A final contribution from Tomoe Otsuki describes a challenging expert involvement in the identification and protection at a global level of Christian sites in Nagasaki, Japan, as a process that has compromised the authenticity of an important narrative that has the opportunity to be revealed and communicated through heritage constructs. Through a process that involved grassroots, governmental, and international experts at different stages, this piece brings forth the complicated relationship between foreign experts and local forms of knowledge production that are able to reveal unknown, concealed, and extremely sensitive ‘hidden’ historical and social facts in Japan. In addition, Otsuki challenges the selective use of different historical and ethnographic sources that are used by foreign experts to support the work of heritage preservation, suggesting instead a better incorporation of local archives of knowledge in order to construct heritage resources more ethically.

Charting expertise

Although the six case studies featured in this issue are diverse, they do problematize coherently some of the key concerns for critical heritage studies in this region. A theme that weaves these case studies together is a concern with heritage ethics, that is, a concern with not just the type of expertise that is deployed to resolve specific heritage preservation challenges, but also with the forms of self-assessment that may (or may not) be used alongside standards, methodologies, and the authority of disciplinary archives and knowledges. Experts, however critically trained, are not immune to perpetuating dominant frameworks through the work of heritage identification and management, and Eurocentrism in cultural heritage preservation approaches is not simply resolved through interventions applauded in critical heritage studies.

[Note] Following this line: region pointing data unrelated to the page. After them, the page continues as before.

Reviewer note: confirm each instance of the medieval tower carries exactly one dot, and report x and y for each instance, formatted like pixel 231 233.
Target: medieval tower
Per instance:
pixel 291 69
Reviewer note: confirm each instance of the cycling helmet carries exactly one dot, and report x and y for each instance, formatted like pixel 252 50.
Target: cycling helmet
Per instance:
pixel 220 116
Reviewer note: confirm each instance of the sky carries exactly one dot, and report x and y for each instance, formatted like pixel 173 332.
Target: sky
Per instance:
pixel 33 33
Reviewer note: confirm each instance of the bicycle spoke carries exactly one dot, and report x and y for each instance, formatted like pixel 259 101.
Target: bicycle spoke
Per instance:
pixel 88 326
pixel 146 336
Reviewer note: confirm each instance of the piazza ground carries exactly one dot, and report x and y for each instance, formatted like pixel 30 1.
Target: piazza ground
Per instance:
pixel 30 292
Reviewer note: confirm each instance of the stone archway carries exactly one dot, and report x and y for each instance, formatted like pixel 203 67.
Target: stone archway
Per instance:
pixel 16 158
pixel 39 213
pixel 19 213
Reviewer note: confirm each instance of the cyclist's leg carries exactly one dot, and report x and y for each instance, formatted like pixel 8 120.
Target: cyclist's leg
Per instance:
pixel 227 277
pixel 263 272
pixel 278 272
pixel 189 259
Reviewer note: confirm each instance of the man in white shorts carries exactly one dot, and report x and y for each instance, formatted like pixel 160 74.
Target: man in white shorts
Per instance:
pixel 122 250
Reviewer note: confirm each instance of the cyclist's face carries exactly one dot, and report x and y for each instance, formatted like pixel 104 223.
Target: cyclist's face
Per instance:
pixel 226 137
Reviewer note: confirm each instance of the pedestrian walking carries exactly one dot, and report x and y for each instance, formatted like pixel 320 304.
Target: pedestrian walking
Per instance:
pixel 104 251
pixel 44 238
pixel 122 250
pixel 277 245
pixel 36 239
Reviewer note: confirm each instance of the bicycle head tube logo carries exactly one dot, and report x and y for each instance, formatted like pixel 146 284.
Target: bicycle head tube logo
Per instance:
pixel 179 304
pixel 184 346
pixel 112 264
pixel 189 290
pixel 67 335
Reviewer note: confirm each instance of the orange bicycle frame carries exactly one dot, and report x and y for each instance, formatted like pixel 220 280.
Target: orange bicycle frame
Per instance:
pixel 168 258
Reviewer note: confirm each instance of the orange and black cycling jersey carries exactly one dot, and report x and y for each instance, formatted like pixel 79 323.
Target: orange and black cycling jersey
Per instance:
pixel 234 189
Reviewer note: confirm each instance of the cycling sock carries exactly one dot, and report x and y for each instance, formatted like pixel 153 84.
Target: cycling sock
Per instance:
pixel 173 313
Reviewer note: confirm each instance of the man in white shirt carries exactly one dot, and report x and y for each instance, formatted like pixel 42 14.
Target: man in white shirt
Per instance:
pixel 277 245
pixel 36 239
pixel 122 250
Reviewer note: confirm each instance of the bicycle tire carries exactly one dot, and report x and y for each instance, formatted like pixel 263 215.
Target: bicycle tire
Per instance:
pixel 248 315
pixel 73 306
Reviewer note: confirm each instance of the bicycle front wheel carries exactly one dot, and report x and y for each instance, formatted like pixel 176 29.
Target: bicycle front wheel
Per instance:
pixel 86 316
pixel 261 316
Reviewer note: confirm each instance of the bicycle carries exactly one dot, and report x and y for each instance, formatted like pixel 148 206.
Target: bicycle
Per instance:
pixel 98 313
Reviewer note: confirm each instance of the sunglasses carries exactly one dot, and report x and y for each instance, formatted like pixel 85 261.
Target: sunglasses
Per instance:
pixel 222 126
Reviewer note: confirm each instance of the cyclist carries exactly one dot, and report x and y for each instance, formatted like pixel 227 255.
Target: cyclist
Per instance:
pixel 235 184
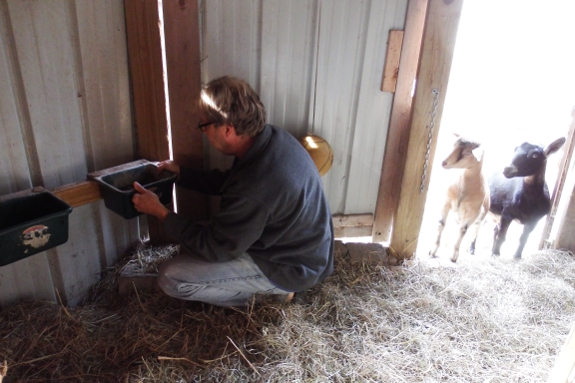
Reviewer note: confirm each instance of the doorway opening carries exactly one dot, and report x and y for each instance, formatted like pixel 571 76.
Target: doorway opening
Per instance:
pixel 511 81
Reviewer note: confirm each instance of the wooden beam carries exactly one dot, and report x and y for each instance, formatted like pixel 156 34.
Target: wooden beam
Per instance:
pixel 436 56
pixel 182 36
pixel 391 67
pixel 144 31
pixel 564 236
pixel 398 133
pixel 78 194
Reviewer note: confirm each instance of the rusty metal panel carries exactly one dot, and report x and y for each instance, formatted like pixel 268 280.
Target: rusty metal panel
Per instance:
pixel 65 107
pixel 317 66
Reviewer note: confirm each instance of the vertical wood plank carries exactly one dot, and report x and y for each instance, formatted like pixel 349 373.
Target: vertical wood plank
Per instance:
pixel 437 54
pixel 395 155
pixel 146 69
pixel 391 68
pixel 143 25
pixel 182 36
pixel 558 193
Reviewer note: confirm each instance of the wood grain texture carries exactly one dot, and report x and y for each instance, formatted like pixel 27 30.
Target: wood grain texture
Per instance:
pixel 395 155
pixel 437 54
pixel 146 70
pixel 391 68
pixel 564 238
pixel 182 35
pixel 79 194
pixel 143 28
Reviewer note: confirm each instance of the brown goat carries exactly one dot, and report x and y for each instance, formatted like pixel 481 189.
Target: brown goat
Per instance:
pixel 467 196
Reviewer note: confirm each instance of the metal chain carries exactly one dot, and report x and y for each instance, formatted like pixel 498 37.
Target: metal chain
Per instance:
pixel 435 93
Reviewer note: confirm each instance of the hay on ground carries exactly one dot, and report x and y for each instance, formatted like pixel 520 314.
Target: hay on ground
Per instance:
pixel 482 320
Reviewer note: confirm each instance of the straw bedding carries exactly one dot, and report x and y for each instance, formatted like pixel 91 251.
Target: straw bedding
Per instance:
pixel 482 320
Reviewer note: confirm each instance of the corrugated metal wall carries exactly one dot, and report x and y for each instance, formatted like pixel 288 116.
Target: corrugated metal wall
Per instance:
pixel 65 111
pixel 65 107
pixel 317 65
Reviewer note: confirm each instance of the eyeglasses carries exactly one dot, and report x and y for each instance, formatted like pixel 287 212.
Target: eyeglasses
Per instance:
pixel 204 125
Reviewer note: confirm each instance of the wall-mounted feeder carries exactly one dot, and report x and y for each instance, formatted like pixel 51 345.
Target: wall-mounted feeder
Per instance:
pixel 31 221
pixel 116 185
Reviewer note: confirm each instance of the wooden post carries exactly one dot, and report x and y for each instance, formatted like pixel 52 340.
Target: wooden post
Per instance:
pixel 182 36
pixel 436 56
pixel 143 28
pixel 564 235
pixel 398 133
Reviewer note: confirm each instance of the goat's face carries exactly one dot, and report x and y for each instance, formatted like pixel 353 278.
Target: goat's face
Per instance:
pixel 464 155
pixel 528 159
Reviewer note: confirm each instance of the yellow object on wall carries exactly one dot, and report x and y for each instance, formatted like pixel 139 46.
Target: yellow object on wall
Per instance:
pixel 320 151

Despite a growing concern with marginalized voices and agendas that have propelled the critical heritage turn, an under-development of new and alternative methodological discussions that accompany this turn in heritage studies means that interventions often normalize foreign ontologies. The interplay of international, regional, and local expertise today makes the work of heritage preservation a true cosmopolitan venture. This is not simply due to the networked nature of heritage preservation organizations, but also the hybrid identity of approaches that make the identification of ‘the local’ increasingly challenging: local expert authorities may partake in self-colonization through the systematic use of foreign tools, and local stakeholder groups may exercise their agency through the willing assimilation of foreign principles in order to gain authentic control of a heritage resource and its future. In this sense, expert networks become increasingly reticent to being identified as ‘local’ or ‘foreign’.

Therefore, moving forward, a concern within the growth of a critical heritage methodology is not simply to challenge forms of expertise but also to confront the disciplinary baggage of Heritage Studies in order to challenge categorical distinctions between different levels of locality that are used to inform research questions and methodologies. Looking beyond nationalities, languages, and institutional arrangements, there is a construction of knowledge that travels very effectively ‘under the radar’ in the form of best practices, standards, and disciplinary languages that originate in the same colonial centers and are deployed by ‘foreign’, ‘local’, and ‘hybrid’ experts alike. The challenge is, therefore, to assess how this hybridity affects the work of characterizing the relative value of highly politicized types of expert knowledge, and to examine the effects of how and when these categorical boundaries are erected or erased.